Bathroom Monologue: “Would you rather spend a day reading a book or going to a big box store?” –Somebody asking Neal Stephenson a question on his At Google interview
We started in the sports section. One can always rely on some Nerf or Nerf-knockoff ball to come in minimal packaging and thus be useful for testing. Nat went long, sometimes as far as two aisles as my wide receiver. Vanessa rolled her eyes and laughed, nearly peeing herself when I completely overshot Nat’s department and hit a mirror. It did not break, but our luck was out and we migrated.
We migrated to the toy aisle, examining points of articulation on action figures and arguing over what lines of toys we’d actually like to see. Toys begat videogames, and the price tags on videogames shuffled us further over to the media section, to watch the newest crappy blockbuster DVD release play out on HD TV sets we couldn’t afford. We ogled superhero movies and shiny fantastic journeys before settling on the row of $5 DVD’s. Thank You For Smoking was quite a steal at that price, and Nat made sure to go through every DVD. And why not?
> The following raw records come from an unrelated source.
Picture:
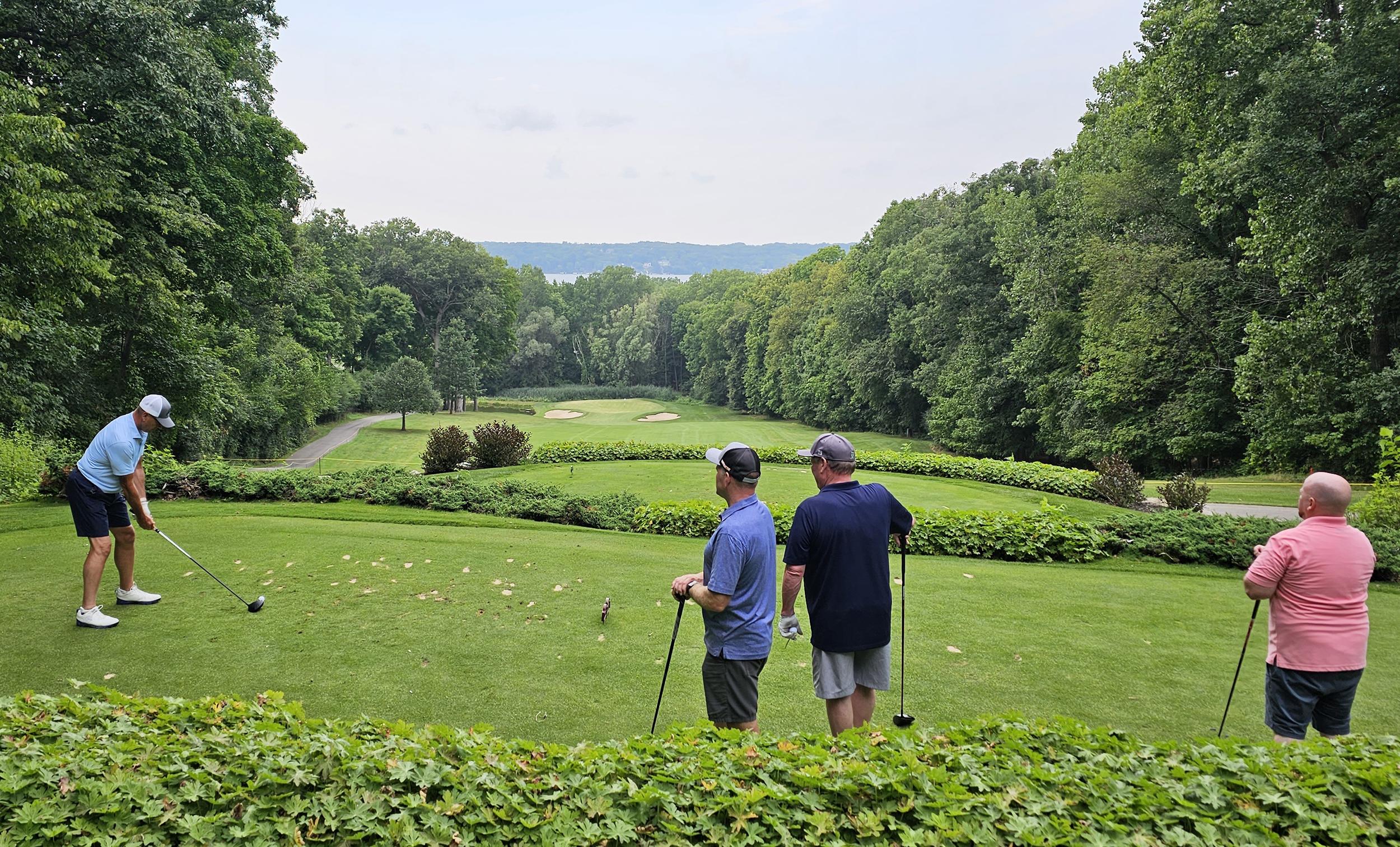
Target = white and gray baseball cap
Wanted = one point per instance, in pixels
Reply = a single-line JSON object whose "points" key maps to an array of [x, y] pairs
{"points": [[738, 460], [157, 408], [830, 447]]}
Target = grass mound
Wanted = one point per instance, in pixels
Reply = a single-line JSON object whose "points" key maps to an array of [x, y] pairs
{"points": [[100, 766]]}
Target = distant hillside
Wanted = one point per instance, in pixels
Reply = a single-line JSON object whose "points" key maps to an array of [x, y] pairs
{"points": [[654, 256]]}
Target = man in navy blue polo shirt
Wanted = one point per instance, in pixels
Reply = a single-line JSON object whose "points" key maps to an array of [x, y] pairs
{"points": [[735, 591], [839, 546], [107, 479]]}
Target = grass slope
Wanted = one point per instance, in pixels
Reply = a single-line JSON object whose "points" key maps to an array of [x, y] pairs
{"points": [[786, 484], [1141, 646], [603, 420]]}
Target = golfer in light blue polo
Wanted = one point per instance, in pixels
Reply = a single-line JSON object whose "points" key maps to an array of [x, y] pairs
{"points": [[737, 591], [107, 479]]}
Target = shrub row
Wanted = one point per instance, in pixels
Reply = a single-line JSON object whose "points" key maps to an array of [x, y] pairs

We had all day.
We feasted on twizzlers and Reese’s cups, picked up potato bread, milk and other grown-up necessities, and complained about how expensive drinks were becoming. If you broke it down, wasn’t this red stuff a dollar-fifty a bottle? Scandalous.
Full on candy and sports drinks, we charged to furniture, figuring out what would look nice in the hypothetical apartment we’d one day rent. The three of us playing like this in a room of our own on the upper east side, or the way lower side of something with more reasonable rent. That black coffee table, these coasters, and the sofa we all nearly fell asleep on, until someone in a Target shirt walked by.
As the day closed we headed for the exit, meandering through the book section. I grabbed one of the new paperback copies of something I’d longed for but couldn’t afford in hardcover.
I thumbed through it on the way to checkout, and Nat asked, “Weren’t you supposed to be reading today?”
“I read everyday,” I told him. “Pounded four books already this month. Then I woke up this morning with this strange and somewhat stupid idea that all I could do all day was read or go to Target. No clue why I couldn’t have gone and then come back home and read, or go do something else entirely – but I felt stuck in the ultimatum. And I figured if I was going to do one of the two all day I should do the one I could do with friends.”